The monies used to fix the flooded homes are earmarked for a program that helps disabled and elderly homeowners bring their houses up to city code. The city halted the program after an internal investigation conducted in July revealed mismanagement in the home-repair program. The findings led to the early retirement of five city employees. HUD is currently reviewing the city's investigation, and has criticized the city for the quality of workmanship on both the home-repair program and the homes owned by flood victims.

As a stipulation for the home-repair program, all the homeowners had to agree to use contractors hand-picked by the city.

"The issue was the way the individual homes were rehabbed," says a senior HUD official, who spoke on the condition of anonymity. "The quality of the work did not meet the standards that we expect a rehabilitated property to meet."

Gracie Hutcherson, who has lived in her house on Parsons Place for 20 years, says contractors had to gut her entire home because mold had crawled up her bedroom walls and caused her to develop asthma. She says water still leaks through an overhead light fixture when it rains. Hilliard Lee, 87, who lives across the street from Hutcherson and has lived in the same house since 1942, says contractors left a live wire exposed, which caused a fire to ignite and spread across the back of his house.
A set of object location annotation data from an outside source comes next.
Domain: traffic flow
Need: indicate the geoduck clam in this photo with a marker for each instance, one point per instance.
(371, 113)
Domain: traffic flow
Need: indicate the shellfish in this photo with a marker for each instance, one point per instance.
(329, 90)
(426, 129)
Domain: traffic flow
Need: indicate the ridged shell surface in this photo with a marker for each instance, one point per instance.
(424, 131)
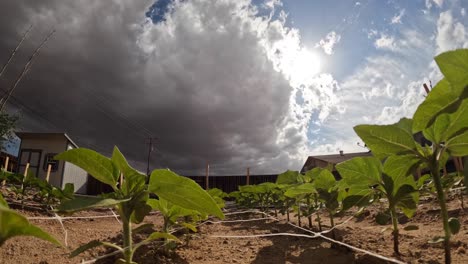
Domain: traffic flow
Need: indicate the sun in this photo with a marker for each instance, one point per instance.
(305, 66)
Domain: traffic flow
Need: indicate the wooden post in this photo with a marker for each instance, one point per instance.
(49, 168)
(5, 168)
(6, 163)
(457, 163)
(25, 174)
(207, 185)
(26, 169)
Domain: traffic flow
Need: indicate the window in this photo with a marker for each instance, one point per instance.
(49, 159)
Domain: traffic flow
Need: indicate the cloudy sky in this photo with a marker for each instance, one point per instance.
(236, 83)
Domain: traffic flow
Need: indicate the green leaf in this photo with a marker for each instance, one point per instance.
(458, 145)
(90, 245)
(454, 66)
(454, 225)
(465, 172)
(83, 203)
(386, 140)
(405, 124)
(407, 199)
(442, 99)
(142, 227)
(13, 224)
(183, 192)
(141, 210)
(357, 200)
(436, 131)
(303, 189)
(288, 177)
(158, 235)
(189, 226)
(361, 171)
(94, 163)
(436, 240)
(399, 167)
(457, 122)
(3, 202)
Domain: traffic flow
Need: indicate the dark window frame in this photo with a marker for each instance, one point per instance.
(48, 159)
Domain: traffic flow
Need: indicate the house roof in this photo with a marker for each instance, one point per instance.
(337, 158)
(334, 158)
(29, 135)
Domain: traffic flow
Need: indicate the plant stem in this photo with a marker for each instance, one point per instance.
(395, 229)
(309, 216)
(443, 207)
(318, 214)
(332, 224)
(299, 214)
(127, 240)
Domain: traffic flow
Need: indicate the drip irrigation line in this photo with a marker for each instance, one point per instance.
(74, 217)
(267, 235)
(237, 221)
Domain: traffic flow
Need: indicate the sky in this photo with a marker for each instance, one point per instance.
(235, 83)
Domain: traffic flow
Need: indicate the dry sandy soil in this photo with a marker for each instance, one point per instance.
(362, 232)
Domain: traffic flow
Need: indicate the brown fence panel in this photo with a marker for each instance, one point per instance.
(231, 183)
"The city poured salt in the wound," says Clint Sitton, an attorney who works with Starks. "They created the flooding problem and then rode in on white horses with HUD money to try and fix it."

The flood waters hit around 8 p.m. on Sept. 21, 2002, one week after tropical storm Hanna caused flooding across the state. The storm dropped an additional three inches of rain in Atlanta and within an hour, street signs became barely visible and cars floated down roads. Hutcherson, 53, says water grazed the top of her five-foot white fence and covered the six concrete steps leading up to her porch. "The water didn't have anywhere to go," Hutcherson says. "I thought, 'Oh my God, we're going to lose our homes.'"

Firemen evacuated residents in southwest Atlanta by boats. Many people were forced to spend up to a year with friends and family while raw sewage, water and mold were removed from their houses. The city says the storm was "a natural disaster -- an act of God" and that no functioning storm-water system could've handled the magnitude of the flood. But Steven Sheets, an engineer who performed one of three studies on drainage and sewer improvements commissioned by the city, testified in January that the system is so overwhelmed that a similar flood could happen every 10 years.

The irony of it all, according to Sitton, is that the city's ongoing $4 billion sewer project won't help prevent the flooding. However, DiSantis says that although the project doesn't involve the city's storm-water infrastructure, the tunnels being built as part of the project will help store overflow storm water and wastewater during heavy rains.

The lawyers say the flood victims are mostly low-income people who don't have much political clout. "These are horrendous problems that you don't see in other neighborhoods," Starks says. "If these neighborhoods were in Buckhead, there would be a solution."